I read this post.
The answer interestingly points out:
You do in fact need to modify your code to not use C library functions on volatile buffers. Your options include:
- Write your own alternative to the C library function that works with volatile buffers.
- Use a proper memory barrier.
I am curious how #2 is possible. Let's say 2 (single threaded) processes use shm_open() + memcpy() to create/open the same shared memory on CentOS 7.
And I am using gcc/g++ 7 and on x86-64.
Roll your own compiler memory barrier, to tell the compiler that all global variables may have been asynchronously modified.
In C++11 and later, the language defines a memory model which specifies that data races on non-atomic variables is undefined behaviour. So although this still works in practice on modern compilers, we should probably only talk about about C++03 and earlier. Before C++11, you had to roll your own, or use pthreads library functions or whatever other library.
Related: How does a mutex lock and unlock functions prevents CPU reordering?
In GNU C asm("" ::: "memory") is a compiler memory barrier. On x86, a strongly-ordered architecture, this alone gives you acq_rel semantics because the only kind of runtime reordering x86 can do is StoreLoad.
The optimizer treats it exactly like a function call to a non-inline function: any memory that anything outside this function could have a pointer to is assumed to be modified. See Understanding volatile asm vs volatile variable. (A GNU C extended asm statement with no outputs is implicitly volatile, so asm volatile("" ::: "memory")
is more explicit but equivalent.)
See also http://preshing.com/20120625/memory-ordering-at-compile-time/ for more about compiler barriers. But note that this isn't just blocking reordering, it's blocking optimizations like keeping the value in a register in a loop.

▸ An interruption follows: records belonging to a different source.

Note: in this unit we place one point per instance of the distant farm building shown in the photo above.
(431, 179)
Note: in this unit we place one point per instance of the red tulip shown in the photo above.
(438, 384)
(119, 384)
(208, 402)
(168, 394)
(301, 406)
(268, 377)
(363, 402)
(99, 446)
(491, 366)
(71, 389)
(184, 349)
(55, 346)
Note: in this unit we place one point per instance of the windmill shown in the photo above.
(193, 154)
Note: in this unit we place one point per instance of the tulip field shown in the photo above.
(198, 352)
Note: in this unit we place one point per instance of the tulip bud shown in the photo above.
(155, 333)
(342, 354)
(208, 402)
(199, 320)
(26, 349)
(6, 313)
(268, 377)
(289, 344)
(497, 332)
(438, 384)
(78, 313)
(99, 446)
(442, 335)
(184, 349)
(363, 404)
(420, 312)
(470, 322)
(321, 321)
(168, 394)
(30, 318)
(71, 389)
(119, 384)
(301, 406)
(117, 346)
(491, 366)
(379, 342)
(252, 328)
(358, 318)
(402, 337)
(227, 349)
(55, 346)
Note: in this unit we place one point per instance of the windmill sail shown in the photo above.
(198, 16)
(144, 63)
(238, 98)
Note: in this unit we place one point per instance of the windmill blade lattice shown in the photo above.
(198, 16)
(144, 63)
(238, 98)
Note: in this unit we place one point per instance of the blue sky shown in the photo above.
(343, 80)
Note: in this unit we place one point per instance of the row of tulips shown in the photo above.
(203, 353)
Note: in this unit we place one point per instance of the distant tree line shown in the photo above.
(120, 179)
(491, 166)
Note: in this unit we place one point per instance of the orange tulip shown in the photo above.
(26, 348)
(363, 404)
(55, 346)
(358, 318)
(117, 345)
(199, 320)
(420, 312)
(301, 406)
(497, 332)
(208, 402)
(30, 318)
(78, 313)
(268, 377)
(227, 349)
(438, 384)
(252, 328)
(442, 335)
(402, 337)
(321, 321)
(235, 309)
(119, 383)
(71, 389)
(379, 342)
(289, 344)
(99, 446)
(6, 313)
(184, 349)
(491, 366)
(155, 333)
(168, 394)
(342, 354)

e.g. a spin loop like while(shared_var) {} can compile to if(shared_var) infinite_loop;, but with a barrier we can prevent that:
void spinwait(int *ptr_to_shmem) {
while(shared_var) {
asm("" ::: "memory");
}
}
gcc -O3 for x86-64 (on the Godbolt compiler explorer) compiles this to asm that looks like the source, without hoisting the load out of the loop:
# gcc's output
spinwait(int*):
jmp .L5 # gcc doesn't check or know that the asm statement is empty
.L3:
#APP
# 3 "/tmp/compiler-explorer-compiler118610-54-z1284x.occil/example.cpp" 1
#asm comment: barrier here
# 0 "" 2
#NO_APP
.L5:
mov eax, DWORD PTR [rdi]
test eax, eax
jne .L3
ret
The asm statement is still a volatile asm statement which has to run exactly as many times as the loop body runs in the C abstract machine. GCC jumps over the empty asm statement to reach the condition at the bottom of the loop to make sure the condition is checked before running the (empty) asm statement. I put an asm comment in the asm template to see where it ends up in the compiler-generated asm for the whole function. We could have avoided this by writing a do{}while() loop in the C source. (Why are loops always compiled into "do...while" style (tail jump)?).
Other than that, it's the same as the asm we get from using std::atomic_int or volatile. (See the Godbolt link).
Without the barrier, it does hoist the load:
# clang6.0 -O3
spinwait_nobarrier(int*): # @spinwait_nobarrier(int*)
cmp dword ptr [rdi], 0
je .LBB1_2
.LBB1_1: #infinite loop
jmp .LBB1_1
.LBB1_2: # jump target for 0 on entry
ret
Without anything compiler-specific, you could actually use a non-inline function to defeat the optimizer, but you might have to put it in a library to defeat link-time optimization. Merely another source file is not sufficient. So you end up needing a system-specific Makefile or whatever. (And it has runtime overhead).